Measuring ROI Using Segmentation
Measuring ROI using ‘Segmentation’ is a common practice we do as a web analyst, and I’m sure you use it a lot when you dive deep into the data to measure the business performance.
Segmentation really makes measuring things online really fun. In this post I’d like to particularly highlight web site specific feature ROI. Assuming that common marketing campaign ROI is already being measured by many experts, I’d thought I would focus on measuring ROI of individual bits and pieces that could be unique to certain online programs.
Measuring ROI using segmentation
It is pretty common for businesses to invest in new features on the site to promote specific product/services, or build engagement to increase brand affinity. When the new feature is added on the web site, it is pretty common to end the analysis and reporting on its interaction or usage. If you use segmentation to do further deep dive to measure how much value it is adding, it could look like this. The scenario is based on added product video, based on an assumption that it cost $20,000 to create a very nice video.

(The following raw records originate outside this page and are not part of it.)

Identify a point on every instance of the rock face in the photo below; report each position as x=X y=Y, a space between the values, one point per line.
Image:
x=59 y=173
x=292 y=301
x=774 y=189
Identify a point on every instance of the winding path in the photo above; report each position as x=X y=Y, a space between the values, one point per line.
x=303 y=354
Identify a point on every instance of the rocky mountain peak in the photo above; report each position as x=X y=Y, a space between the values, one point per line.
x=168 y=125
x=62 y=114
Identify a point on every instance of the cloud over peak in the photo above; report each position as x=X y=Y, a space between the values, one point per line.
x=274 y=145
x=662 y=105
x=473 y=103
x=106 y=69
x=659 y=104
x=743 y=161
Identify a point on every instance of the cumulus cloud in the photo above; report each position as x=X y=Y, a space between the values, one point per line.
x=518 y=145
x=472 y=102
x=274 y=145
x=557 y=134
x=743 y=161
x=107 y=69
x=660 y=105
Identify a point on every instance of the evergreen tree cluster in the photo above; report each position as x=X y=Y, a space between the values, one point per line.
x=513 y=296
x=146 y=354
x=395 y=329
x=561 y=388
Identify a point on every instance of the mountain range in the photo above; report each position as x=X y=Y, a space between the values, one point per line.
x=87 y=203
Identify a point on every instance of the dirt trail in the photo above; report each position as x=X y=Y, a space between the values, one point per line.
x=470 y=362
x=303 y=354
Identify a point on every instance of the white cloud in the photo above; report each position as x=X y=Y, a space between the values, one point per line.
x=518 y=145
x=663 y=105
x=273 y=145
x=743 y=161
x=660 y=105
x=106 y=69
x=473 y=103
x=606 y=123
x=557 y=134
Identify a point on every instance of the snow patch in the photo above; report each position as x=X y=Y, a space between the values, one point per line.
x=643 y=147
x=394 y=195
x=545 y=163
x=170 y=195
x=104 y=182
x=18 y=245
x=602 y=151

Before touching on the ROI, it is important to look at certain measures like the volume of visitors, # of pages viewed during a visit, average time spent, etc. It gives you a sense of the high level behavioral differences between two different segments. Sometimes, the huge difference indicates something more about the segments that will give you a good sense/hint to the next analytical segments to analyze.
In this example, shorter recency may indicate that the video did a good job convincing consumers to come back soon to transact. With 70% of new and 30% return visitors transacting, consumers who transacted are likely to be made up of return visitors. Higher engagement could indicate that consumers went through the video, viewed more info, and went through the cart process. These signals are good to know before diving into actual ROI analysis, it definitely gives you additional data to tell a story.
Based on this segmentation analysis, few KPIs were reported.
- $/Visitors: Value of each visitors within each segment
- Break even point: # of traffic required for Segment A to recoup the cost of $20,000, based on the assumption that the conversion rate and $/Visitors are constant. Do the math, and it’ll also tell us % to Break Even to measure how far you are away from getting the money back from your investment. 15,459 was derived from dividing $20K by $/Visitors.
- Total Revenue @ Break Even: This is defined by the traffic required to get even with $20K spend, multiplying it with $/Visitors giving us Segment B’s Total Revenue at the same level of traffic for Segment A to break even at 15,459 visitors. We derive this to acquire a dollar value that we need to calculate ROI.
These metrics are pretty important, allowing us to understand the big picture of the video’s impact on business. Once we get the total revenue for each segments at same level of traffic, or whatever value you’d like to measure ROI against; then ROI could be measured by taking the difference and divide by the total cost. ROI yielded at a positive $0.49 return per $1 spent on video.
To me this is the fun part of being a web analyst. I’ve encountered marketers who don’t even want to talk cost because they fought so hard to get the budget just to deliver their baby (or marketing project). Then having an analyst myself asking for cost is like a big risk to them. However, we all know that won’t go well with CMO…
That’s another issue, but my point is segmentation analysis is always being discussed in many ways and hopefully I did a good job showing you how it could be used to calculate ROI. Web Analytics is not always about trending, and time series data showing spikes in traffic. Sales conversions are not the end of web analytics analysis practice.